In traditional agrarian cultures, where people depend on the surrounding land to provide local food and other necessities of life, fallen leaves take on a precious significance. They provide mulch for gardens and nutrients for the soil; fed to livestock they are transformed into milk, wool, meat, and energy for all manner of work. To such cultures, the idea of leaves, branches, grass and the rest being a burdensome irritation to be stuffed into plastic bags and shipped away on diesel trucks would seem irrational, bordering on mad.
The treatment of leaves and other local biomass by many in the North is emblematic of a malaise. Marx called it the ‘metabolic rift’ of industrial agriculture in which, as Wendell Berry has quipped, a solution (leaves, local biomass) is divided neatly into multiple problems (soil infertility, synthetic fertilizer dependency, plastic waste, fossil-fuel pollution). It is symptomatic of much else that is wrong with industrialized, globalized economies.
Amidst the frenzy of the leaf war, however, a motley band of iconoclasts can be found doggedly pursuing leaves, not to banish them, but to mulch them to feed the soil – “that black subterranean castle of unobservable mysteries,” as poet Mary Oliver called it . These leaf-hoarders are organic gardeners – cornerstones of the localization movement – who renounce synthetic inputs, depending instead upon local biomass for soil tilth and fertility. Returning leaves to their natural cycle helps suture the metabolic rift, reclaiming the gift of free biomass and in the process, eliminating so much utterly unnecessary waste and pollution. Perhaps more importantly, converting local leaves into local food helps heal the ‘cognitive rift’ – the ignorance of true costs of the systematic distancing of production and consumption inherent to the global economy. Localization is about living without dependence on distant plunder, and it could perhaps be said to begin with leaves. To lean on Wendell Berry again: “The closer we live to the ground that we live from, the more we will know about our economic life; the more we know about our economic life, the more able we will be to take responsibility for it.”
Wendell Berry (1996[1977]) The Unsettling of America: Culture & Agriculture, University of California Press.

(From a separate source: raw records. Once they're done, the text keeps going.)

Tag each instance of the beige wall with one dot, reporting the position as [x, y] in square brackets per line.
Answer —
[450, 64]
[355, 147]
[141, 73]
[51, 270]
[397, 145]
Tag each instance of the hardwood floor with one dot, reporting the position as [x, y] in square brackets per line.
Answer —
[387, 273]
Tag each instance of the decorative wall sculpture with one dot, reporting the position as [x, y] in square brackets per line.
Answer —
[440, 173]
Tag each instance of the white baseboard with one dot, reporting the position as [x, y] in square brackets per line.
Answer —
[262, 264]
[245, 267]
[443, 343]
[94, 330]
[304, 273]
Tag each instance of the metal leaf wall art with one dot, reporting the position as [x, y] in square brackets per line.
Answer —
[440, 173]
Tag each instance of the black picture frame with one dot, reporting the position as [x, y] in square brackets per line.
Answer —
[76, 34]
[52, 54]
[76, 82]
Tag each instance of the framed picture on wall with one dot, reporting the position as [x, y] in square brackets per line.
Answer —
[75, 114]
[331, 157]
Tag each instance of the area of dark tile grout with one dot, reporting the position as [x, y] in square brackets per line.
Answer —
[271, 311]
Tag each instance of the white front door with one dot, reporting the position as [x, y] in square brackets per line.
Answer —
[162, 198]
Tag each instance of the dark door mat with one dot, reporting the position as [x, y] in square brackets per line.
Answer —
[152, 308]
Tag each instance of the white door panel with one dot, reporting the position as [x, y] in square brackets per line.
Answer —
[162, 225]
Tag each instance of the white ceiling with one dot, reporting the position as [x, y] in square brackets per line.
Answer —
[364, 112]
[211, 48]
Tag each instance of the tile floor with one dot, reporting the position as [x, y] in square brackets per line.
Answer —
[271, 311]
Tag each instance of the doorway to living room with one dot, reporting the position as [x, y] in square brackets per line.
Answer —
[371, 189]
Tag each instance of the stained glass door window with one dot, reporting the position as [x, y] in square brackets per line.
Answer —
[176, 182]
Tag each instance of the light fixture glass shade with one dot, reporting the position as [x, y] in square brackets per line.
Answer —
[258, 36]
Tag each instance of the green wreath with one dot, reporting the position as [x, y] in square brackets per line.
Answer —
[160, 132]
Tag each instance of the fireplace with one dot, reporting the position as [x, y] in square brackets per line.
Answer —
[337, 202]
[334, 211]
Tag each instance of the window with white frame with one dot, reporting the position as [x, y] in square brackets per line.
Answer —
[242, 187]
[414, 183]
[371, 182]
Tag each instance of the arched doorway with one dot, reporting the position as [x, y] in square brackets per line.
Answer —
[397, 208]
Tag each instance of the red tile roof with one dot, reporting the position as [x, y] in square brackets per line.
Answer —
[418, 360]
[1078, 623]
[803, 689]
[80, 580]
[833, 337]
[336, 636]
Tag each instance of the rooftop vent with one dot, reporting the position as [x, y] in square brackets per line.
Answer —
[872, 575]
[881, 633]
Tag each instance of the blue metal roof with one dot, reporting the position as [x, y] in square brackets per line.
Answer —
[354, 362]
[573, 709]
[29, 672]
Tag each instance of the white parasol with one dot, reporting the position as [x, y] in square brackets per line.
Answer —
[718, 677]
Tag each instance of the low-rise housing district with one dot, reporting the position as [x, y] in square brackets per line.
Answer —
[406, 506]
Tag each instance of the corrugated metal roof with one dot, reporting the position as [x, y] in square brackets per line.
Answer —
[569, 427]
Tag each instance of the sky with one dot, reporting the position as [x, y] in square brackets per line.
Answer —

Jules Boykoff (2011) The Leaf Blower, Capitalism, and the Atomization of Everyday Life, Capitalism Nature Socialism, 22:3, 95-113.
John Bellamy Foster (1999) Marx’s Theory of Metabolic Rift: Classical Foundations for Environmental Sociology, American Journal of Sociology 105(2).
Mary Oliver, “Fall Song”, http://www.best-poems.net/mary_oliver/poem-13038.html
Excellent article Mr. Jensen! Thank you for your artful combination of fact, philosophy, politic, and poetry.
The source for the quote “the same amount of hydrocarbons in one-half hour as a car traveling 7,700 miles at 30 miles per hour.” is the California EPA Air Resources Board final report on leaf blowers here: http://www.arb.ca.gov/msprog/leafblow/leafblow.htm.
Thank you for that.
I wish I would have known about using leaves as mulch years ago when I started gardening. It does make me feel like a rebel by hoarding them instead of removing them. This is my second fall gathering my oak and maple leaves (see the proof here http://thesnarkygardener.com/2013/11/05/fall-gardening-2013/). This season was so much better in terms of weeds and watering. I even turned a 10 ft by 50 ft area of grass into tomatoes, peppers, eggplants, beans, pumpkins, and potatoes without any tilling (though it did take some broadforking).
Fantastic success story of leaf mulch bounty. Thanks for sharing.